Selon L. Marchal, « L’histoire pour Cicéron (II) », LEC 56, 3, 1988, 241-264, p. 244-245, l’historien doit bâtir une leçon morale, selon le critère du dignum memoria : « Une seconde observation considère le choix des faits à rapporter en fonction de leur importance : in rebus magnis memoriaque dignis. Cicéron pose un critère de sélection des faits qui prend en compte la memoria et, partant, la postérité : c’est avec le poids du futur que l’historien doit peser la dignité des choses dont il s’occupe… Aussi n’est-ce pas être historien que de se contenter d’inventorier les événements, sans également rechercher les principes de causalité, de modalité ou de finalité perceptibles par abstraction au travers d’eux, de façon à enrichir sa propre expérience et celle de son lecteur. C’est là la perspective d’une histoire pragmatique. Enfin, Cicéron recommande que l’on s’intéresse tout particulièrement aux hommes illustres. Transparaît ici la leçon morale de l’historiographie romaine : la vie des grands hommes est un exemple qui prend tout son sens quand l’histoire se veut profitable. En bref, Cicéron exige de l’historien des qualités de rigueur et de discernement, un esprit somme toute scientifique, mais aussi une volonté pratique et morale, ce en quoi la méthodologie se révèle en quelque sorte philosophique. » Le critère du dignum memoria est donc double, car il envisage la véracité du fait rapporté mais aussi sa portée morale et intellectuelle, contre la légèreté des annalistes ; morale parce qu’il doit présenter une valeur pédagogique ; intellectuelle parce qu’il doit contribuer à une meilleure compréhension des causes. Ce principe, théorisé par Cicéron, sera repris par de nombreux historiens latins (p. 144 n. 79) : « On sait que ce critère de sélection des faits “dignes de mémoire” sera communément employé par les historiens latins… on notera qu’il se présente sous la forme d’un stéréotype, dignus memoria, qui cependant n’exclut pas les variantes formelles, quand, par exemple, l’ablatif d’un supin remplace le terme memoria, soit memoratu (Tite Live, Valère-Maxime, Tacite, Ammien Marcellin), dictu (Tite Live), cognitu (Tacite), narratu (Ammien Marcellin) ou encore adnotatu (Valère-Maxime). »
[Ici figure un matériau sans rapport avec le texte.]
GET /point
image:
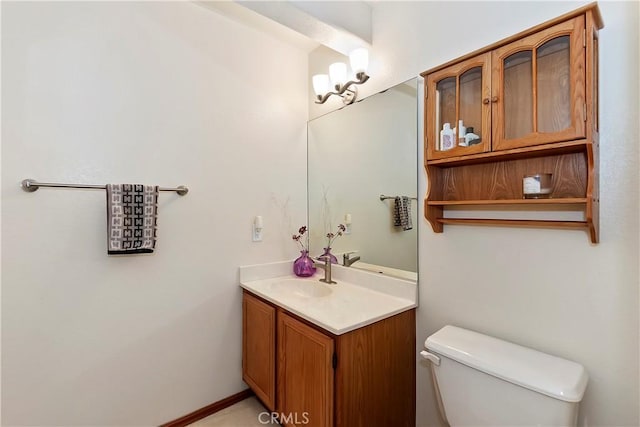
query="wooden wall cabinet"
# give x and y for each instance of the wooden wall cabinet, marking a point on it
(259, 348)
(532, 101)
(361, 378)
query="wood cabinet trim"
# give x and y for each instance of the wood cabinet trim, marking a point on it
(264, 384)
(561, 93)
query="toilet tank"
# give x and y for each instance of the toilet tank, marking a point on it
(485, 381)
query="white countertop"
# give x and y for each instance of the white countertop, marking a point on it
(359, 298)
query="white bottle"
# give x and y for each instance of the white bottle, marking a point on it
(462, 131)
(446, 138)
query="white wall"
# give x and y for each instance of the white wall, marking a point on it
(548, 289)
(151, 92)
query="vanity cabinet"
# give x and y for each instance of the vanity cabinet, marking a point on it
(259, 348)
(365, 377)
(531, 100)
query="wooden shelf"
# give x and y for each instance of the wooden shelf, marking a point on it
(514, 154)
(561, 201)
(538, 115)
(516, 223)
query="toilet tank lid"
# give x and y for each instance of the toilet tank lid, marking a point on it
(532, 369)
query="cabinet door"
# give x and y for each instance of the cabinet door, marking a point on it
(259, 348)
(305, 374)
(538, 87)
(459, 93)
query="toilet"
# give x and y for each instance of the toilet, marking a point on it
(484, 381)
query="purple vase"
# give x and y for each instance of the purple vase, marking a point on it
(327, 252)
(303, 266)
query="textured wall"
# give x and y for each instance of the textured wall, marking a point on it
(548, 289)
(161, 93)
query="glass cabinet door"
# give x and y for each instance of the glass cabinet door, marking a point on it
(458, 110)
(538, 88)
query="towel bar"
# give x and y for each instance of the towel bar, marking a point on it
(31, 185)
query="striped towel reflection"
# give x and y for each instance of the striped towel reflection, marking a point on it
(402, 213)
(131, 218)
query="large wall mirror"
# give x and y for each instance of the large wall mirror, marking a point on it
(356, 155)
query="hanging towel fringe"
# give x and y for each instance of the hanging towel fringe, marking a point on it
(402, 213)
(131, 218)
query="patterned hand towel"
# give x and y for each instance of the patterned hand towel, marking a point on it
(131, 218)
(402, 213)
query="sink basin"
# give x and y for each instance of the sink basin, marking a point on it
(301, 288)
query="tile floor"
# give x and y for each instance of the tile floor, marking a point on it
(245, 413)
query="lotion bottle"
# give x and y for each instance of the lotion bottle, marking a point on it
(446, 138)
(462, 131)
C. Moatti, « Tradition et raison chez Cicéron : l’émergence de la rationalité politique à la fin de la République romaine », MEFRA 100, 1988, 385-430, souligne la place de la raison dans le rejet par Cicéron de l’historiographie traditionnelle et dans son choix d’une histoire critique (p. 400-401). Cf. M. Rambaud, Cicéron et l'histoire romaine, Paris, Belles lettres, 1952 (Collection d'études latines, 28), p. 13-14 sur la contrainte cicéronienne de la vérité en histoire.

794.

CIC., De or. II, 63 : « Les faits exigent qu’on suive l’ordre exact des temps, qu’on décrive les lieux. Comme on veut, quand ils sont importants et dignes de mémoire, en connaître la préparation, puis l’exécution, enfin le résultat, l’écrivain doit indiquer d’abord ce qu’il pense de l’entreprise elle-même »

795.

Toutefois, Cicéron met en scène, non sans dérision, la contestation de cette idée, par la bouche d’Atticus, qui reproche aux orateurs de manipuler les loci et les exempla, et de déformer la réalité historique des faits, de les outrer dans un but pathétique, par exemple en associant de façon abusive les morts de Coriolan et de Thémistocle dans le suicide, selon le principe des vies parallèles (Brut. 42) :

At ille (Atticus) ridens : “Tuo uero, inquit, arbitratu, quoniam equidem concessum est rhetoribus ementiri in historiis, ut aliquid dicere possint argutius.”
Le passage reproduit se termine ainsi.